Governadores, prefeitos e
seus partidos terão de enfrentar os custos – políticos e fiscais – associados à
revisão das normas previdenciárias.
A maior parte dos Estados
tem encontro marcado com uma crise financeira devastadora, parecida com a do
Rio de Janeiro, se nada fizerem para controlar o déficit nas contas
previdenciárias. Essas contas estavam no vermelho em 22 Estados e no Distrito
Federal em 2015 – e os problemas devem ter continuado a agravar-se no ano
passado, segundo os dados preliminares. Entre 2009 e 2015 o déficit dos
sistemas próprios de Previdência passou de R$ 49 bilhões para R$ 77 bilhões,
soma correspondente a pouco mais de 1,2% do Produto Interno Bruto (PIB). Esse
levantamento, contido em nota técnica do Instituto de Pesquisa Econômica
Aplicada (Ipea), foi publicado ontem no Estado. Na semana anterior, o
presidente Michel Temer havia decidido excluir Estados e municípios do projeto
de reforma previdenciária mandado ao Congresso.
Essa exclusão reduz o
custo político da reforma para o governo federal e pode, segundo fontes do
Executivo, facilitar a aprovação do projeto. Mas de nenhum modo dispensa as
autoridades estaduais e municipais de buscar solução para o desajuste cada vez
maior de suas contas. Buscar solução implica, nesse caso, recalibrar as
próprias finanças para garantir o funcionamento da administração e o
cumprimento das obrigações do poder público, estadual ou municipal.
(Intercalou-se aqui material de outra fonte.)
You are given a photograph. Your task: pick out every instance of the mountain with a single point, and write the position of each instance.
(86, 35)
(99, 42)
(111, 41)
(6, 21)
Governadores, prefeitos e seus partidos terão de enfrentar os custos –
políticos e fiscais – associados à revisão das normas previdenciárias.
Segundo o relatório do
Ipea, o déficit previdenciário dos Estados diminuiu entre 2006 e 2008, muito
ligeiramente, e cresceu com vigor a partir de 2009, chegando a 13,2% da receita
corrente líquida. Em 2015, 4 unidades eram superavitárias, 1 tinha déficit
inferior a 6,5% da receita corrente líquida, 14 estavam na faixa de 6,5% a 13%,
5 no intervalo de 13% a 19,5% e 3 acima deste nível. Os Estados em crise
financeira mais funda estavam, naturalmente, nas duas faixas mais altas.
O agravamento da crise da
Previdência a partir de 2009 é explicado pelos técnicos do Ipea com base em
dois fatores principais. O primeiro é o contraste entre o aumento de servidores
inativos (38% na última década) e a quase estagnação dos ativos. Cada
trabalhador ativo passou, portanto, a sustentar um número maior de aposentados
e pensionistas. O segundo fator foi o forte aumento salarial concedido aos
servidores ativos e transferido aos inativos. A elevação real de salários entre
2006 e 2015 foi da ordem de 50%.
Ao manejar suas contas, e
especialmente ao conceder aumentos de salários muito acima da inflação, as
autoridades estaduais puderam exercer amplamente a autonomia típica de um
regime federativo. Eles costumam defender esse tipo de autonomia. Num sistema
razoavelmente equilibrado, no entanto, cuidar dos próprios problemas é a
contrapartida habitual da autonomia.
É muito mais confortável e
menos desgastante apelar para o governo federal para eliminar as dificuldades.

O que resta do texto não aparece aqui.